Ken Sible | NLP Group | University of Notre Dame
Note, any option in config.toml
can also be passed as a command line argument,
$ python translate.py --model model.deen.pt --beam-size 10 "Guten Tag!"
and any output from stdout
can be diverted using the output redirection operator.
$ python translate.py --model model.deen.pt --file input.de > output.en
usage: main.py [-h] --lang LANG LANG --data FILE --test FILE --vocab FILE --codes FILE --model FILE --config FILE --log FILE [--seed SEED] [--tqdm]
options:
-h, --help show this help message and exit
--lang LANG LANG source/target language
--data FILE training data
--test FILE validation data
--vocab FILE vocab file (shared)
--codes FILE codes file (shared)
--model FILE model file (.pt)
--config FILE config file (.toml)
--log FILE log file (.log)
--seed SEED random seed
--tqdm import tqdm
usage: score.py [-h] --data FILE --model FILE [--tqdm]
options:
-h, --help show this help message and exit
--data FILE testing data
--model FILE model file (.pt)
--tqdm import tqdm
usage: translate.py [-h] --model FILE (--string STRING | --file FILE)
options:
-h, --help show this help message and exit
--model FILE model file (.pt)
--string STRING input string
--file FILE input file
embed_dim = 512 # dimensions of embedding sublayers
ff_dim = 2048 # dimensions of feed-forward sublayers
num_heads = 8 # number of parallel attention heads
dropout = 0.1 # dropout for emb/ff/attn sublayers
num_layers = 6 # number of encoder/decoder layers
max_epochs = 250 # maximum number of epochs, halt training
lr = 3e-4 # learning rate (step size of the optimizer)

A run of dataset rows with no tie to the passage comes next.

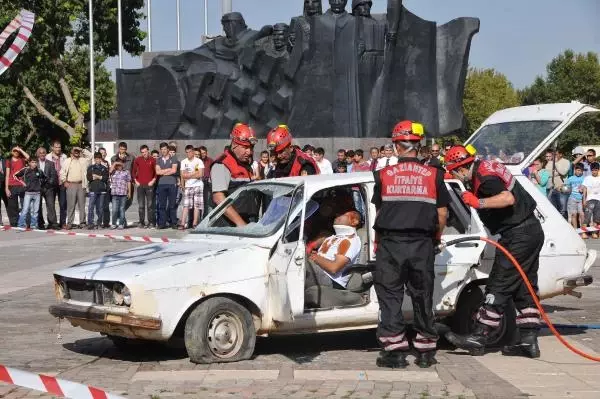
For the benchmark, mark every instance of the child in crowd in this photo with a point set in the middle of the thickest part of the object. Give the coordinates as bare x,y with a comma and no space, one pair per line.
97,176
575,201
591,198
120,188
34,181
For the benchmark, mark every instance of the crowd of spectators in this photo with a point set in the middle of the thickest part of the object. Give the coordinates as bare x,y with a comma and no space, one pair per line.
162,182
571,185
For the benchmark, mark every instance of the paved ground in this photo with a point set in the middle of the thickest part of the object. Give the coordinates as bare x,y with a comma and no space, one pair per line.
330,365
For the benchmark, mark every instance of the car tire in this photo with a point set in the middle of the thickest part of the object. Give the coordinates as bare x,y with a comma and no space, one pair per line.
219,330
463,321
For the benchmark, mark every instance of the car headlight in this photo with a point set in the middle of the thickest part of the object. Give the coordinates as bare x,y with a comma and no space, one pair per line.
121,295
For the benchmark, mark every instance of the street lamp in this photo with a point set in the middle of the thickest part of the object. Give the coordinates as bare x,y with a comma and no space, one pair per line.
120,33
149,13
178,30
92,83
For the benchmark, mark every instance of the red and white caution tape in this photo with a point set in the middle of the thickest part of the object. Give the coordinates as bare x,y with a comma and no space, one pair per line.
91,235
51,385
587,230
23,26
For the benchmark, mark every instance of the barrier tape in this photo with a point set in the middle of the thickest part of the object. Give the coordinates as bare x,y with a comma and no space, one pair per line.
22,25
587,230
53,386
147,239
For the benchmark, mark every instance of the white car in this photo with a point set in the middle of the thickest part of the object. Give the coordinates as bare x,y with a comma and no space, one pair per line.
221,286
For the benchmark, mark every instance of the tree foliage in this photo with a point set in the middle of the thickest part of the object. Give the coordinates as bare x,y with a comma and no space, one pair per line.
45,93
570,77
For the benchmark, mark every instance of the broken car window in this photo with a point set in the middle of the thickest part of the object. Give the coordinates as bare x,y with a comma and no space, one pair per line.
263,206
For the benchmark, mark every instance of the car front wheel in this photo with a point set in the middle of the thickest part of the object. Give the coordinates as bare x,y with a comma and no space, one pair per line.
463,321
219,330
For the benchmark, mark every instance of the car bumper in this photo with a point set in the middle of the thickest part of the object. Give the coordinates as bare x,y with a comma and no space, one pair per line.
102,316
578,281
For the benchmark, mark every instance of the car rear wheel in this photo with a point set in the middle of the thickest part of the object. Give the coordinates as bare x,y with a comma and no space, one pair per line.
463,321
219,330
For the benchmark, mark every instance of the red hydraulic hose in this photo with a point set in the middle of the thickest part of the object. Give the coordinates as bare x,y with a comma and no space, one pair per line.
537,301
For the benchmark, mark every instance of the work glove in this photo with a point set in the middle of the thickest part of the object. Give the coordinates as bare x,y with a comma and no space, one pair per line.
470,199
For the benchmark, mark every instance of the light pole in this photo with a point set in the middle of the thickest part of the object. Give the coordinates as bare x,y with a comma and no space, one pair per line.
205,18
120,34
92,83
149,14
178,31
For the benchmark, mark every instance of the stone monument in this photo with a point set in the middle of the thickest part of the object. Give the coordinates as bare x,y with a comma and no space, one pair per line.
333,74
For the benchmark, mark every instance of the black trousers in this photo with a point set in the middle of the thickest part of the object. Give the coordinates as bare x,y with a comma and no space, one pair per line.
48,195
3,198
504,283
405,263
146,204
17,195
61,193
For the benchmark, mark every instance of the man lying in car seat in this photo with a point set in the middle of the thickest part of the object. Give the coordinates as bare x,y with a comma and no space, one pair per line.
325,284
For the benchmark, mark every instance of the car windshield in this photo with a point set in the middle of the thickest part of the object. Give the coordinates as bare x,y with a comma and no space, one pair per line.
511,142
263,207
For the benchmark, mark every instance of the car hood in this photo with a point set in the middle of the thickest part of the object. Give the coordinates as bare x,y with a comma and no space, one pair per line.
135,262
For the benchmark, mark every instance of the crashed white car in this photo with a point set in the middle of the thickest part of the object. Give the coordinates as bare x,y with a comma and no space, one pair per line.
222,286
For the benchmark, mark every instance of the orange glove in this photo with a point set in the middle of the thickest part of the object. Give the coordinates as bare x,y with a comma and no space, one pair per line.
470,199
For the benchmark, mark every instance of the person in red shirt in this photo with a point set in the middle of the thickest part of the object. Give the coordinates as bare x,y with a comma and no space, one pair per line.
358,162
144,177
203,155
15,187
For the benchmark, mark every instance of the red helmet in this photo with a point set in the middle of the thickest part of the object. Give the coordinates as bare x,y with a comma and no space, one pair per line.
279,138
243,135
457,156
408,131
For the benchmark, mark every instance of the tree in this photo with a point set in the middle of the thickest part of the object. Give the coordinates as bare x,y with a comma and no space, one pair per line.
49,81
570,77
486,91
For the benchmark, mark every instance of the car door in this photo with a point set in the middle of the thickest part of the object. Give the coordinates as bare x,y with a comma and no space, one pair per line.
286,265
453,266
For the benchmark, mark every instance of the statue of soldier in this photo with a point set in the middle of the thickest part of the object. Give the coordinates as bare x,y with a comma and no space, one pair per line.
327,81
371,43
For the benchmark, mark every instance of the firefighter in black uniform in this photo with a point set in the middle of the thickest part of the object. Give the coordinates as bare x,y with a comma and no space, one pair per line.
290,161
411,201
231,170
508,210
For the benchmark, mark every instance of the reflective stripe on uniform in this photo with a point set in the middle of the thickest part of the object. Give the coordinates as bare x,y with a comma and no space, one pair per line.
488,317
409,199
395,347
422,342
395,338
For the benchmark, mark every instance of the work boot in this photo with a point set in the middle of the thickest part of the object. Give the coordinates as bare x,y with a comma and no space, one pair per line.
392,359
526,346
425,359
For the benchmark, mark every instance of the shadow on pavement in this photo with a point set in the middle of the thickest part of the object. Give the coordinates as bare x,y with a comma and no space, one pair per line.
131,351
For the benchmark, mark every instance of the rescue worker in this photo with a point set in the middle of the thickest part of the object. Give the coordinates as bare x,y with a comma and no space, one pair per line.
231,170
290,161
508,210
411,201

patience = 3 # number of epochs tolerated w/o improvement
decay_factor = 0.8 # if patience reached, lr *= decay_factor
min_lr = 5e-5 # minimum learning rate, halt training
label_smoothing = 0.1 # label smoothing (regularization technique)
clip_grad = 1.0 # maximum allowed value of gradients
batch_size = 4096 # number of tokens per batch (source/target)
max_length = 512 # maximum sentence length (during training)
beam_size = 4 # beam search decoding (length normalization)